ACL 2020 highlights - Yacine

These are some of the papers I discovered at this year’s ACL conference. I focused on three main themes:

  • Model Analysis
  • (Conditional) Text Generation
  • Society & Ethics and NLP

I tried to provide a short summary for each of the papers outlining the methods and contributions: please refer to the papers themselves for more details, they are all well worth the read!

I was particularly impressed by the depth of thinking in a lot of the papers accepted to the Ethics & NLP track, and would love to have further conversations about them here!

Link to the Google Docs version

Model Analysis

Evaluating Explainable AI: Which Algorithmic Explanations Help Users Predict Model Behavior?

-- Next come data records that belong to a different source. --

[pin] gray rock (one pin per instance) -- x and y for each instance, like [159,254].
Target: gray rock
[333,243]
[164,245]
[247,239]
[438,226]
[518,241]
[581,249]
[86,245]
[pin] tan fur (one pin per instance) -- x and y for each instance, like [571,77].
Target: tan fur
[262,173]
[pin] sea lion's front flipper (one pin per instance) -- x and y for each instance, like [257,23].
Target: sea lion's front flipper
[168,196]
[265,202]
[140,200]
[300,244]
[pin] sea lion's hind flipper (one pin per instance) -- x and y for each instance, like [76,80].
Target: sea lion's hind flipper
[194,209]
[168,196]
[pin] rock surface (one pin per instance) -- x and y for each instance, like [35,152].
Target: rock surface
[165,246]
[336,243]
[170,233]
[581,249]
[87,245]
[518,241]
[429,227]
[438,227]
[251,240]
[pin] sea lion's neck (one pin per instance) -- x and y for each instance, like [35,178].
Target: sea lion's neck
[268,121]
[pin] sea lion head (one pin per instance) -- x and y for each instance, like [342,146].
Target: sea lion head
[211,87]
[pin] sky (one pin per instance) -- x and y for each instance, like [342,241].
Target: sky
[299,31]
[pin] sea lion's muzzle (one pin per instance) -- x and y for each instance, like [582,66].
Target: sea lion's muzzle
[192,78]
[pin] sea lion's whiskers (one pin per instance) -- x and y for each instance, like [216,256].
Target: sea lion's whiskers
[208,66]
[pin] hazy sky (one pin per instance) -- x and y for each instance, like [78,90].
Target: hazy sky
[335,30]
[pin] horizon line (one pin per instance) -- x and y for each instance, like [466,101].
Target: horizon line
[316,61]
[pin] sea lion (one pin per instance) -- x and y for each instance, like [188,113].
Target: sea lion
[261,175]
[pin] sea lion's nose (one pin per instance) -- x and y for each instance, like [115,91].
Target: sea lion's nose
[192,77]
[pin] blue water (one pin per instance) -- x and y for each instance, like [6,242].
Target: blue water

This work proposes an experimental setup based on asking humans to simulate model behaviour to evaluate how much insight various visualization and explainability methods actually give users. In the first experiments they proposed, users are asked to predict model outputs, then shown explanations for these outputs provided by automated tools. They are then asked to predict outputs for a new set of examples, and the usefulness of the automatic explanation tools is measured by how much their accuracy improves in this second stage. Another experiment shows user model outputs and explanations, and asks them to predict the model behavior on counterfactual examples where the input is perturbed in a targeted fashion. The authors show that the measured accuracy improvements give more interpretable and reliable information about the quality of the explanation tool than subjective Likert-scale judgments. Replicating this study at a larger scale seems a promising way to evaluate explanation tools

Beyond Accuracy: Behavioral Testing of NLP Models with CheckList

This paper proposes a framework to develop checklists: suites of tests that can be applied to various NLP models to check for “bugs”. One significant difference between the proposed checklist approach and the benchmarks that have been guiding the progress of the field is that the former is more targeted: instead of reporting the average performance of a model across a large test set created through crawling or crowd-sourcing, it proposes to come up with a set of simple unit tests corresponding to use cases we want to ensure our systems succeed at before they can be deployed and used. In order to make this process systematic and affordable, one important contribution of this work is a set of tools which allow practitioners to easily and efficiently design such testing suites by providing an intuitive UI and leveraging models to suggest likely test examples. Allowing people to easily develop, share and aggregate these test suites has the potential to significantly increase user trust in NLP models.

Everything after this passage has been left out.